If what we are hearing on The X-Files and the IDW grapevine is true, the Case Files that were launched with some fanfare earlier this year as telling anthological tales across the history of Mulder & Scully’s paranormal FBI adventures are coming to an abrupt end with ‘Hoot Goes There?’ Part 2. Ours is not to reason why (there could be several, from edicts on high to sales figures), ours is just to buy, and though ‘Hoot Goes There?’ is little more in the end than a comedic oddity in the lexicon of X-Files tie-in stories, it has enough kookiness to warrant reading.
Those of you who read the first issue (and if you haven’t yet, spoilers and uh, why are you reading this again?), will remember that the first part of Joe & Keith Lansdale’s two-part story ended with Mulder being visited in his motel room by, um… a talking dog. Yep. You read that right. In what had it been a televised episode would surely have entered the pantheon of ‘jump the shark’ moments for The X-Files, Mulder gets key information about the case he’s investigating—Texan townsfolk being done in by a giant, murderous owl—from a talking dog. Maybe. The plot throws shade later on whether it happened or was another ‘Babylon’ style fever dream.
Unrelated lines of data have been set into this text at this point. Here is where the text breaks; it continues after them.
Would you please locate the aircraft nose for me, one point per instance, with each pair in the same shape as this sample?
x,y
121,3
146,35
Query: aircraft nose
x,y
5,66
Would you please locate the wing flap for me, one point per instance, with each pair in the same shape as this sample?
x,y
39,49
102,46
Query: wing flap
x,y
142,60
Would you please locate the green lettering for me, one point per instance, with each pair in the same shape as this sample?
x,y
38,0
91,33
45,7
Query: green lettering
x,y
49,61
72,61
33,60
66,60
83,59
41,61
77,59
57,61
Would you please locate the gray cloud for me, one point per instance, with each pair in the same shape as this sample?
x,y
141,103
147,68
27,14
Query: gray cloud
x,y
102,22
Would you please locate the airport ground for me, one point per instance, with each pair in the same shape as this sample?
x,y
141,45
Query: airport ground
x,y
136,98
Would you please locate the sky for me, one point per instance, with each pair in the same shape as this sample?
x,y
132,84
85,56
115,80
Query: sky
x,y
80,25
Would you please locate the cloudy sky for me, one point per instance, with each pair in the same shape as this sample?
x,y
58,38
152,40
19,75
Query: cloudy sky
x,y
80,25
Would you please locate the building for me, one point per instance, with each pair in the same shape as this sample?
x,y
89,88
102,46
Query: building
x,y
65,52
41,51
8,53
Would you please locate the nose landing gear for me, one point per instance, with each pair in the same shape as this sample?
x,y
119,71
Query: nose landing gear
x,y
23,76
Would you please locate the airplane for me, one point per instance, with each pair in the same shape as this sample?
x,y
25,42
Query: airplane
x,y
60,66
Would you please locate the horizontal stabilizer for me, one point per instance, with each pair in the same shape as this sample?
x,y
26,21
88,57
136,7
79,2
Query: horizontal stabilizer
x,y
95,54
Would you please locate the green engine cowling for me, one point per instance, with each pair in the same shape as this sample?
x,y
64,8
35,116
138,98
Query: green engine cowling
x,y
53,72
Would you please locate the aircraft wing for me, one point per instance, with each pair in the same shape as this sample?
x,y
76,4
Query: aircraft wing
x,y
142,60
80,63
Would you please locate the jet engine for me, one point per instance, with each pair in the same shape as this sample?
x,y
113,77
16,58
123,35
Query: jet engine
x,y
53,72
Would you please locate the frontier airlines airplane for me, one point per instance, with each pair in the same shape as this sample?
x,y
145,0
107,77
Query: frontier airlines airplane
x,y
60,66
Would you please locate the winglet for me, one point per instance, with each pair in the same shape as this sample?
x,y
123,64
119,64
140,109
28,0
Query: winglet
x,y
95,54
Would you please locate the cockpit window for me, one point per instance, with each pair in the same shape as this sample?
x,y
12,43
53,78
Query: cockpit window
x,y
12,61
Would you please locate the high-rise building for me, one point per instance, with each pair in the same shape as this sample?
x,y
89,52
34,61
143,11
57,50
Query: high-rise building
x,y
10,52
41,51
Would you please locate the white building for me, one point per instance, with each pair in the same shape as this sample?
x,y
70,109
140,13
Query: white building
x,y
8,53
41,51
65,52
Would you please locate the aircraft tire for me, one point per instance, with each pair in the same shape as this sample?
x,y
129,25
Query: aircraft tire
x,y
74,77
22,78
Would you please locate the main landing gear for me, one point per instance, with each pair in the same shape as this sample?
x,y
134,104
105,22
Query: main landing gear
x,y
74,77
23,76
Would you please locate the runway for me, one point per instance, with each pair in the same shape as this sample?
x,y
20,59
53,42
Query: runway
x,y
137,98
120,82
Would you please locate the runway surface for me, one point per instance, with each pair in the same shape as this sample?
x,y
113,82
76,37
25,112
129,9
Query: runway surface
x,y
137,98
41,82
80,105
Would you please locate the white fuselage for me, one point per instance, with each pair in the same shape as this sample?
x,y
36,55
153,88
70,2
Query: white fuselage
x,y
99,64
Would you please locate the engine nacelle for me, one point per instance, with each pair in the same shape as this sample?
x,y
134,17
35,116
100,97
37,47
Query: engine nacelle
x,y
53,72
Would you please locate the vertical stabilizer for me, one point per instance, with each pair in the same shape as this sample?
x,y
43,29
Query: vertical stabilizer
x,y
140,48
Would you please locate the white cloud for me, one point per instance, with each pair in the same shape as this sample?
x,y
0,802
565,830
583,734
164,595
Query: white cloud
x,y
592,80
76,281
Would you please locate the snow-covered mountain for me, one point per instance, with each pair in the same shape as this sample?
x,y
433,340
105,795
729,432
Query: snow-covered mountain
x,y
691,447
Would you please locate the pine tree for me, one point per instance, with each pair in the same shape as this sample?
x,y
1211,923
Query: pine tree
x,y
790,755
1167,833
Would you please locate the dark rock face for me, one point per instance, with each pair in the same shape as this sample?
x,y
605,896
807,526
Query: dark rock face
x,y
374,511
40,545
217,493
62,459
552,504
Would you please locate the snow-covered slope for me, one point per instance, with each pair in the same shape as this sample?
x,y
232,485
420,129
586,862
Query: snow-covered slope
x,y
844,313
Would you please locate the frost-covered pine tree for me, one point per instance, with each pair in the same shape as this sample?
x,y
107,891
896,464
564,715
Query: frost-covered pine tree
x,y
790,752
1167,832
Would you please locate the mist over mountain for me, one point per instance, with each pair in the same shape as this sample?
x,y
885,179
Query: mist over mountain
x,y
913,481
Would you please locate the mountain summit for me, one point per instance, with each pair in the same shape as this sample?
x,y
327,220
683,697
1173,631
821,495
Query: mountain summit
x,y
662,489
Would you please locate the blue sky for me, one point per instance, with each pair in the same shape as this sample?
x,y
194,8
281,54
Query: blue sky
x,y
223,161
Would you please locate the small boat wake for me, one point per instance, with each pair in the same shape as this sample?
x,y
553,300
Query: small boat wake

Ultimately, this allows for interplay between Mulder and a naturally hugely sceptical Scully which more than entertains, and does heavily recall the days of the Darin Morgan comedy episodes (which I discussed more in my review of Part 1) whereby Mulder would encounter something utterly weird even by his standards and Scully would be ready with a cutting, hard to please retort. These interactions click better than the plot of ‘Hoot Goes There?’ which ends up not being much of a muchness by the denouement – sacrificing attempts to play the comic angle in order to turn the giant, uh, owl, into a credible monstrous threat.
Once again though, where narrative may lack, Silvia Califano does a great job with her panels capturing the likenesses of our two main players and depicting a sun-kissed Texan backwater contrasted with deep shadows and broad moons at night. In both published Case File stories, the artwork has struck more of a chord than the storytelling, which has repeatedly felt restrained by the limits of having to squeeze a full investigation into roughly 50 pages worth of comic. That being said, Joe Harris produced some excellent 25 page one-shots which felt more assured than anything across all four of these Case File issues.
By all accounts, The X-Files is taking some time in the garage to retool before choosing the next path to take in comic-book form. On the basis of these Case File stories, that may not be a bad thing. ‘Hoot Goes There?’ is fun in places but throwaway in most instances and The X-Files deserves a strong hand on the creative storytelling tiller in order to deliver the kind of tales we had in the Stefan Petrucha years, or indeed at points in the Harris run.
The truth is… Mulder & Scully deserve a little bit better.
The X-Files: Case Files ‘Hoot Goes There?’ (Pt 2) is now available from IDW Publishing.